In California, operators of pressure washers must now file Form 222-PW to register their equipment at www.aqmd.gov/docs/default-source/default-document-library/222-pw.pdf?sfvrsn=0. Registration is required for any pressure washer that is equipped with a heater or burner fired on diesel fuel with a corresponding heat capacity of 550,000 Btu per hour or less and a maximum NOx emission of less than one pound per day—and uses no more than 50 gallons of fuel per day.

The registration is part of the California Air Resources Board Airborne Toxic Control Measure (CARB ATCM). The registration form cited in the preceding paragraph is from the South Coast Air Quality Management District (SCAQMD).

Expect more stringent requirements for burners to come as efforts to control emissions increase. Keeping burners in top-performance condition is an imperative, as an environmentally friendly burner on a hot water pressure washer is just one of many bridges to the future. 

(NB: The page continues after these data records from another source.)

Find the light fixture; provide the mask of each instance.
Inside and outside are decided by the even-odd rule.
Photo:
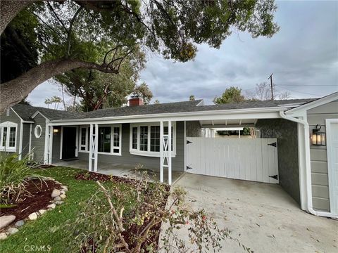
[[[317,124],[315,129],[312,130],[312,145],[326,145],[326,136],[325,133],[320,131],[322,126],[320,124]]]

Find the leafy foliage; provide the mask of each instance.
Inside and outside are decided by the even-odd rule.
[[[215,104],[228,103],[239,103],[245,100],[244,96],[242,94],[242,89],[238,87],[231,86],[225,89],[220,97],[216,96],[213,99]]]
[[[15,202],[25,190],[26,179],[41,178],[32,171],[30,154],[20,160],[18,157],[18,154],[0,155],[0,203]]]

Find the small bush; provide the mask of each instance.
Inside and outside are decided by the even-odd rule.
[[[0,155],[0,204],[15,202],[25,191],[25,185],[30,177],[41,179],[32,173],[34,166],[29,155],[20,160],[16,153]]]

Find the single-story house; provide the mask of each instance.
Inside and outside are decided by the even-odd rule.
[[[256,138],[201,137],[255,127]],[[78,159],[279,183],[303,210],[338,217],[338,93],[205,105],[202,100],[71,112],[16,105],[1,115],[0,152],[44,164]],[[205,131],[204,131],[205,132]],[[99,162],[99,164],[98,164]],[[99,164],[99,165],[98,165]]]

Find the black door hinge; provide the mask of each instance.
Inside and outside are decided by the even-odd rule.
[[[277,142],[276,143],[270,143],[270,144],[268,144],[268,145],[276,148],[277,147]]]
[[[278,180],[278,175],[269,176],[269,177]]]

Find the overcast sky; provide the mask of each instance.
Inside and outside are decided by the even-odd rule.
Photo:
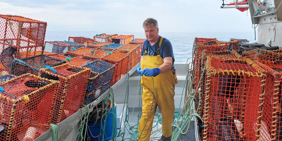
[[[46,22],[49,31],[143,32],[143,21],[152,17],[163,32],[254,32],[249,11],[247,16],[247,11],[221,9],[222,4],[221,0],[0,0],[0,14]]]

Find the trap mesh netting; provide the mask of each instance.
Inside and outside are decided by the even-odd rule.
[[[54,66],[66,63],[66,60],[41,54],[13,61],[11,74],[18,76],[27,73],[38,75],[45,66]]]
[[[102,33],[100,35],[96,34],[93,37],[94,40],[98,42],[112,43],[112,38],[113,36],[117,36],[117,34],[107,35]]]
[[[127,44],[118,48],[119,49],[131,51],[131,66],[133,68],[139,63],[141,58],[142,48],[141,44]]]
[[[123,50],[119,49],[117,49],[115,52],[117,52],[125,53],[128,55],[128,62],[127,63],[127,72],[129,71],[131,69],[134,67],[134,66],[135,66],[135,59],[134,56],[132,56],[132,54],[133,54],[134,55],[134,54],[135,54],[134,52],[130,50]],[[132,52],[133,52],[133,54]]]
[[[85,47],[89,44],[97,42],[93,39],[84,37],[68,37],[68,41],[73,42],[81,45],[83,45]]]
[[[0,83],[1,140],[33,140],[49,130],[58,84],[30,74]]]
[[[41,77],[60,82],[52,123],[59,123],[81,108],[90,73],[89,68],[67,63],[41,70]]]
[[[206,70],[204,69],[204,67],[205,66],[207,61],[207,58],[208,56],[214,59],[216,59],[220,60],[236,60],[238,59],[242,59],[242,56],[238,54],[234,50],[230,51],[225,50],[224,51],[207,51],[206,49],[203,50],[202,52],[202,57],[201,58],[201,69],[199,74],[201,75],[202,71],[204,71],[203,74],[203,78],[201,80],[200,78],[199,79],[199,88],[198,90],[199,93],[197,93],[195,96],[196,99],[199,98],[199,96],[200,100],[199,102],[199,111],[198,114],[201,116],[203,115],[204,101],[202,100],[205,97],[205,80],[204,78],[205,78],[206,75]],[[200,77],[201,77],[200,76]],[[199,96],[198,95],[199,95]]]
[[[267,50],[256,49],[249,51],[243,52],[242,56],[252,60],[256,59],[265,61],[281,60],[282,60],[282,50],[281,49]]]
[[[206,63],[202,140],[256,140],[265,71],[248,59]]]
[[[118,63],[116,73],[116,80],[114,81],[115,83],[126,74],[128,62],[128,54],[114,52],[112,54],[108,54],[101,58],[102,60],[104,59],[115,61]]]
[[[112,43],[125,45],[129,43],[130,41],[134,39],[134,36],[133,35],[120,35],[112,37]]]
[[[89,68],[91,71],[84,98],[84,103],[88,104],[100,96],[95,95],[97,88],[112,81],[115,67],[112,64],[100,60],[88,62],[87,65],[82,67]]]
[[[45,22],[0,15],[0,48],[16,49],[19,59],[42,54],[47,26]]]
[[[254,62],[267,71],[261,113],[261,139],[282,140],[282,61],[255,60]]]
[[[220,51],[227,50],[228,45],[197,45],[195,47],[194,51],[194,57],[193,61],[194,66],[193,75],[194,81],[193,82],[195,85],[195,88],[197,88],[199,84],[200,79],[200,74],[201,72],[201,68],[202,66],[201,60],[202,52],[206,49],[207,51]]]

Manufacturers and distributors both offer advice on troubleshooting burners. One example is the ADC 12Vdc Oil Burner Manual from R.W. Beckett Corporation Inc. (See www.beckettcorp.com/wp-content/uploads/2015/01/ADC-12v-Burner-Manual.pdf.) A Troubleshooting Chart (Table 4 on page 14) lists symptoms, such as oil not igniting, no flame, and no oil spray. Each symptom is aligned with a list of possible causes. No flame? Check first for a plugged oil nozzle. If the nozzle is clear, go to the solenoid valve. If it’s actuating, make certain the valve is opening or closing properly. A model of clarity and detail, the troubleshooting chart itself includes cross referencing, so if there is no oil spray and a broken or stripped coupling between pump and motor is the cause, the manual user can immediately link to the section on drive component maintenance.